【新潟県】「原油100ドル超」で65.1%の企業が値上げ対応へ 新潟県内企業アンケートで価格転嫁の動き広がる

価格高騰への対応(情報提供:東京商工リサーチ)
東京商工リサーチ新潟支店は4月24日、「原油高」に関する新潟県内企業アンケート結果を公表した。中東情勢の緊迫化を背景に原油価格が高騰する中、県内企業の65.1%が「商品やサービスの値上げを行う」と回答し、価格転嫁の動きが広がっていることが分かった。
調査は3月31日から4月7日にかけてインターネットで実施し、新潟県内173社から有効回答を得た。東京商工リサーチによると、2026年2月末に始まったアメリカ・イスラエルによるイラン攻撃以降、中東情勢が不安定化。4月にはWTI原油先物価格が一時1バレル100ドル台に達し、県内企業にも影響が広がっている。

産業別コスト上昇率【新潟県】(情報提供:東京商工リサーチ)
原油価格が100ドル超の状態で推移した場合、今年4月のコスト負担が前年同月比でどの程度増加するかを尋ねたところ、「10%以上15%未満」が21.0%で最多となった。一方、「20%以上」と回答した企業は54.3%に達し、半数を超えた。平均上昇率は24.0%だった。
業種別では、「20%以上」のコスト増加を見込む企業の割合は製造業が66.6%で最も高く、小売業が57.1%で続いた。
また、総コストに占める燃料費の割合については、「10%以上15%未満」が26.3%で最多となった。「10%以上」と回答した企業は47.1%で、新潟県の平均値は11.0%と、全国平均の8.0%を3ポイント上回った。
原油高が長期化した場合の対応策では、「商品やサービスの値上げを行う」が65.1%でトップ。「コスト削減で対応する」が32.2%、「現状維持で対応をしない」が17.4%だった。また、「雇用・人員体制の見直しを検討する」が10.0%、「一部事業の縮小を検討する」が9.3%、「不採算部門の撤退を検討する」が6.7%となり、経営への深刻な影響もうかがえる結果となった。

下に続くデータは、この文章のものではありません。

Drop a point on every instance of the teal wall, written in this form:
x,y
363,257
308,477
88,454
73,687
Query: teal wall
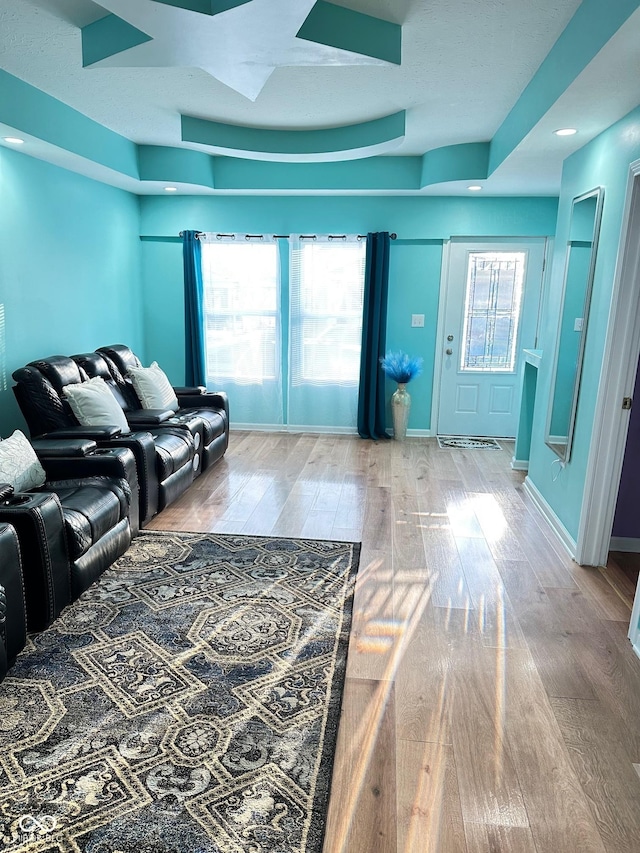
x,y
69,268
422,224
603,162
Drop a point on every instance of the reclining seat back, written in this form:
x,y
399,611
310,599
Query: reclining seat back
x,y
39,392
40,396
211,409
97,364
175,447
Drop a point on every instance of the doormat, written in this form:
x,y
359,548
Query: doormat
x,y
468,442
188,701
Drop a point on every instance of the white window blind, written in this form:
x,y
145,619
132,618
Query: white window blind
x,y
326,296
242,308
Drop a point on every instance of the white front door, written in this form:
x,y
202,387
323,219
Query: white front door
x,y
491,312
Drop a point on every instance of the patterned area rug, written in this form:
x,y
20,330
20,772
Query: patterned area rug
x,y
187,703
468,442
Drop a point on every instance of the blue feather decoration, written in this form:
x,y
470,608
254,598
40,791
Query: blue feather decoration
x,y
401,367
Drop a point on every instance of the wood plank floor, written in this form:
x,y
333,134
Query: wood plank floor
x,y
492,699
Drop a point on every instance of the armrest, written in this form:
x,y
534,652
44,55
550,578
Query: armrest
x,y
50,447
113,462
211,400
95,433
148,417
193,390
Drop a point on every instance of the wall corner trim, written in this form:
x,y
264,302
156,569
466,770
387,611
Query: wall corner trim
x,y
564,537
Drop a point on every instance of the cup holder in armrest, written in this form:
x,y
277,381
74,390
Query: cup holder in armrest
x,y
17,500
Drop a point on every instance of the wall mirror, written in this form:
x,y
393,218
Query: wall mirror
x,y
580,262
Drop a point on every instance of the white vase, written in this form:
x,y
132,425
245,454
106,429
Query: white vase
x,y
400,406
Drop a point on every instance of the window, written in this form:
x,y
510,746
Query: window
x,y
241,303
495,283
327,288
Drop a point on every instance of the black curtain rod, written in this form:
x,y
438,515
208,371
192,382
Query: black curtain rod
x,y
287,236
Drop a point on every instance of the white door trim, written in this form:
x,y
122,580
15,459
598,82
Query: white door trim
x,y
447,247
437,363
620,360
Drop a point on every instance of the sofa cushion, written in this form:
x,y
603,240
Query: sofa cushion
x,y
19,464
93,404
153,388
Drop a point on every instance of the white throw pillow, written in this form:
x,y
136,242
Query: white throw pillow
x,y
19,464
93,404
153,388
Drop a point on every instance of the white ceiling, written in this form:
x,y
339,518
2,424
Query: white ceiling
x,y
464,65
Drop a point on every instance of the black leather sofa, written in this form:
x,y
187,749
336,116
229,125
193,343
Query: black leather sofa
x,y
211,408
70,530
164,454
13,617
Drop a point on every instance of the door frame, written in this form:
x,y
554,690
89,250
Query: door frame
x,y
617,379
442,305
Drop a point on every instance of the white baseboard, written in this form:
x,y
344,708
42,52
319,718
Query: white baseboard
x,y
556,525
625,543
294,429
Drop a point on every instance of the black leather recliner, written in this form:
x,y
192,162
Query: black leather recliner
x,y
164,454
13,616
70,530
212,408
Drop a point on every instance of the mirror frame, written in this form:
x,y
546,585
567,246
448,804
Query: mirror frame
x,y
563,451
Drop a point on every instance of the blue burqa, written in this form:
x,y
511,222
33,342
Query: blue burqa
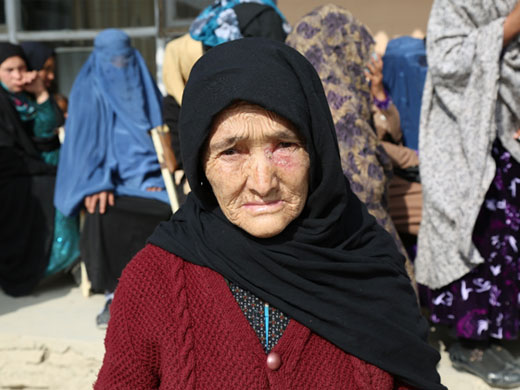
x,y
114,102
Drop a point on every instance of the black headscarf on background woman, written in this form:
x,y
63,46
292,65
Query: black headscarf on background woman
x,y
333,269
36,54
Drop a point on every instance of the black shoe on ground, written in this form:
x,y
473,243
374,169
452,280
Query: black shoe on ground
x,y
487,363
103,317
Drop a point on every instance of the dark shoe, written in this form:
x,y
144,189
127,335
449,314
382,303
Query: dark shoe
x,y
487,364
103,317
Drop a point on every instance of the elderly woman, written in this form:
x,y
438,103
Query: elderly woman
x,y
272,274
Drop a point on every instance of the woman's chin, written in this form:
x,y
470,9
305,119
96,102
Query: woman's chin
x,y
264,226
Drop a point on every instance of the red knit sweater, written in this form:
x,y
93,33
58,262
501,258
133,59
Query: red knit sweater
x,y
175,325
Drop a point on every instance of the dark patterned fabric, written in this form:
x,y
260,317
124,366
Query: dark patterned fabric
x,y
253,309
485,302
339,47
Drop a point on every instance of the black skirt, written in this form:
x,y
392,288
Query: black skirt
x,y
109,241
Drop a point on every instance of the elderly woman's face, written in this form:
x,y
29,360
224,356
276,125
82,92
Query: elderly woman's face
x,y
258,169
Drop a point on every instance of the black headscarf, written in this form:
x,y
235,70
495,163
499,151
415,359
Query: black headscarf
x,y
259,20
36,53
8,49
333,269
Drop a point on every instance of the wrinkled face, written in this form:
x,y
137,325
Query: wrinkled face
x,y
12,71
258,168
47,72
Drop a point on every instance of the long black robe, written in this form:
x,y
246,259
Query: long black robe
x,y
26,204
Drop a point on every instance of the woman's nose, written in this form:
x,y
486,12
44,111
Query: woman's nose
x,y
262,176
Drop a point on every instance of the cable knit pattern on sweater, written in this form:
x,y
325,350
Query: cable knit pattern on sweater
x,y
175,325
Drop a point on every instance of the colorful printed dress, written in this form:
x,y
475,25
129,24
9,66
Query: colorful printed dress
x,y
486,302
65,245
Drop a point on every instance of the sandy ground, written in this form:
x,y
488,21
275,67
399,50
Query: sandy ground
x,y
49,341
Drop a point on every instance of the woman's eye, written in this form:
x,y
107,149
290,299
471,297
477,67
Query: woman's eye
x,y
286,145
229,152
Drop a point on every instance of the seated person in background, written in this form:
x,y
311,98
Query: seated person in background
x,y
339,46
39,240
272,274
218,23
108,164
404,191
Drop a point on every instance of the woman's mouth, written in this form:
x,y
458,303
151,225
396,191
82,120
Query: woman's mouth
x,y
260,207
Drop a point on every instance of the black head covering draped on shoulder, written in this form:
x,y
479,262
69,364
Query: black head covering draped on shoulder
x,y
333,269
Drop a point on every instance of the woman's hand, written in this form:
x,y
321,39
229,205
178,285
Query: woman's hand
x,y
103,198
34,84
512,24
374,74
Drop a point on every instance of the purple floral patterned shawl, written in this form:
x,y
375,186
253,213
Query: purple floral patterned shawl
x,y
339,46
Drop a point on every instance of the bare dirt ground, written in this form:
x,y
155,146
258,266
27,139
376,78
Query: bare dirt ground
x,y
49,341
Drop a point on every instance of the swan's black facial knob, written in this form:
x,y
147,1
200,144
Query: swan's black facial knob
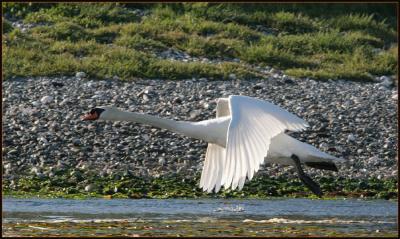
x,y
94,114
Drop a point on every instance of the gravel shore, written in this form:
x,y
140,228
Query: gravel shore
x,y
42,130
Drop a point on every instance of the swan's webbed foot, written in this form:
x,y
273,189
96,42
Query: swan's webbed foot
x,y
313,186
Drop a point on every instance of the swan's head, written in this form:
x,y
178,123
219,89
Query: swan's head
x,y
101,113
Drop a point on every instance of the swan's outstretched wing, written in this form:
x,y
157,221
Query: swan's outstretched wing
x,y
215,156
213,168
253,123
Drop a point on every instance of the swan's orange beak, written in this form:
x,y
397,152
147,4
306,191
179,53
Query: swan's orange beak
x,y
89,116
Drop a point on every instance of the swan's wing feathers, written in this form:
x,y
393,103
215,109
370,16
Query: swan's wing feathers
x,y
253,124
213,168
223,107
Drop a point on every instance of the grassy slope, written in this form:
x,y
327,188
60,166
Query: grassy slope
x,y
351,41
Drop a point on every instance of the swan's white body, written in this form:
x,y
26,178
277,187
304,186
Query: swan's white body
x,y
245,133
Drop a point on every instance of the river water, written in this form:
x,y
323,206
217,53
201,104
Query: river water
x,y
199,217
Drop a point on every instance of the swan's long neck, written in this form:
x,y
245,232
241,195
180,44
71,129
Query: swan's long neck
x,y
175,126
212,131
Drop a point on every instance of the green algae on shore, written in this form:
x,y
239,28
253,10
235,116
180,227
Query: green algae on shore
x,y
66,185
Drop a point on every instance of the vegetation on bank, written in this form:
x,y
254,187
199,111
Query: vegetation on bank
x,y
321,41
73,184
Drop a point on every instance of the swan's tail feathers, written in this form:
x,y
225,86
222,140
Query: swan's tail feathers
x,y
322,165
211,175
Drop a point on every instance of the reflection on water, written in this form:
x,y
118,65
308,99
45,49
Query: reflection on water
x,y
205,217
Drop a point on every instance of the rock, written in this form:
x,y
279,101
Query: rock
x,y
232,76
386,81
36,103
161,160
46,99
351,138
90,188
80,75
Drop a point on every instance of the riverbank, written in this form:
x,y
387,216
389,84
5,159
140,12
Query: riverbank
x,y
48,150
261,187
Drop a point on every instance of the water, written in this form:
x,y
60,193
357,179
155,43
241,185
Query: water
x,y
205,217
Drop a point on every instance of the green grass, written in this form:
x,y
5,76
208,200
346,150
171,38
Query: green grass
x,y
321,41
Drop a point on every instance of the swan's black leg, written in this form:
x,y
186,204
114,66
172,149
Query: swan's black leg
x,y
313,186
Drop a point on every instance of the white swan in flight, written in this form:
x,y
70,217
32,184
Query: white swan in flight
x,y
245,132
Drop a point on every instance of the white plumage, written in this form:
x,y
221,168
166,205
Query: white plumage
x,y
245,132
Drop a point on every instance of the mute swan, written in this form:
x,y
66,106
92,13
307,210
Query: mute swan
x,y
245,131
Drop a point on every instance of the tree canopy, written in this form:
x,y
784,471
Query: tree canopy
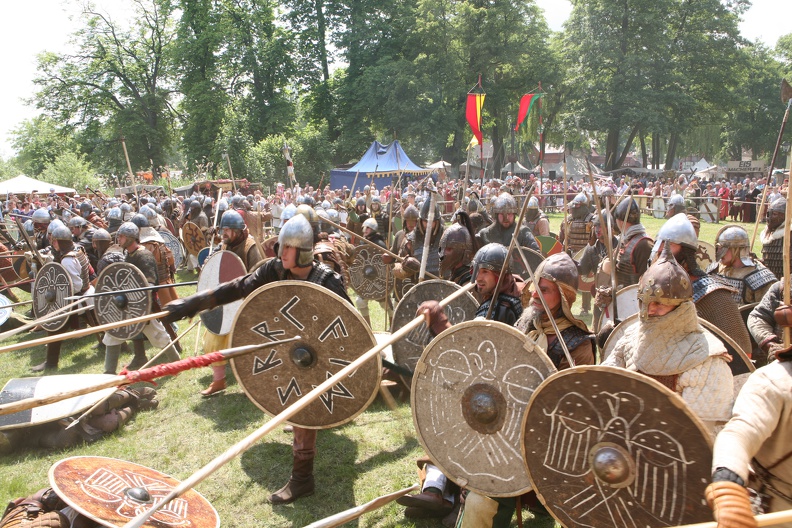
x,y
186,82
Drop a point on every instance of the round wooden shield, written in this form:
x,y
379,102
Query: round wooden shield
x,y
333,334
402,286
221,267
193,238
705,254
518,267
18,389
5,313
658,207
585,282
112,492
408,350
549,245
626,304
203,255
609,447
269,247
174,244
121,277
469,393
21,268
50,289
709,212
367,274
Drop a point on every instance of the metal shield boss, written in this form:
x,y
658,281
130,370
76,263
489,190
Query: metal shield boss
x,y
50,290
122,277
112,492
368,272
193,238
175,245
333,334
407,351
469,394
221,267
609,447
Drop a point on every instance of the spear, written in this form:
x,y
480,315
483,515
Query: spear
x,y
137,376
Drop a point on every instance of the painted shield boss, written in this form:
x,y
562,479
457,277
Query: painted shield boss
x,y
50,290
367,274
193,238
221,267
112,492
469,394
407,351
174,244
609,447
333,334
121,277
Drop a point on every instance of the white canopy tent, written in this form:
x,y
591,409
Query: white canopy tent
x,y
22,185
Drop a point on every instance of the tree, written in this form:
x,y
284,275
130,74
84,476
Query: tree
x,y
70,169
37,142
118,81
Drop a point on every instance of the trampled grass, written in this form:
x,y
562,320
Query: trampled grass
x,y
372,456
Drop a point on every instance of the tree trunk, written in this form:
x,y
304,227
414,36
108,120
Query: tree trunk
x,y
644,155
672,144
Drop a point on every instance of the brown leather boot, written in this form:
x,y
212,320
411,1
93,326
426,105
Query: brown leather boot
x,y
301,483
214,387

価格転嫁までにかかる期間については、「2〜3カ月」が46.8%で最も多く、「4〜6カ月」が19.1%、「1カ月」が8.5%で続いた。一方で、「7カ月以上」と回答した企業も10.6%あり、価格転嫁に時間を要する企業も一定数存在している。
東京商工リサーチは「原油高の影響は燃料費だけでなく、物流費や原材料費など幅広く波及している。価格転嫁の遅れや関連コストの上昇により、企業の収益環境は厳しい状況が続いている」と分析している。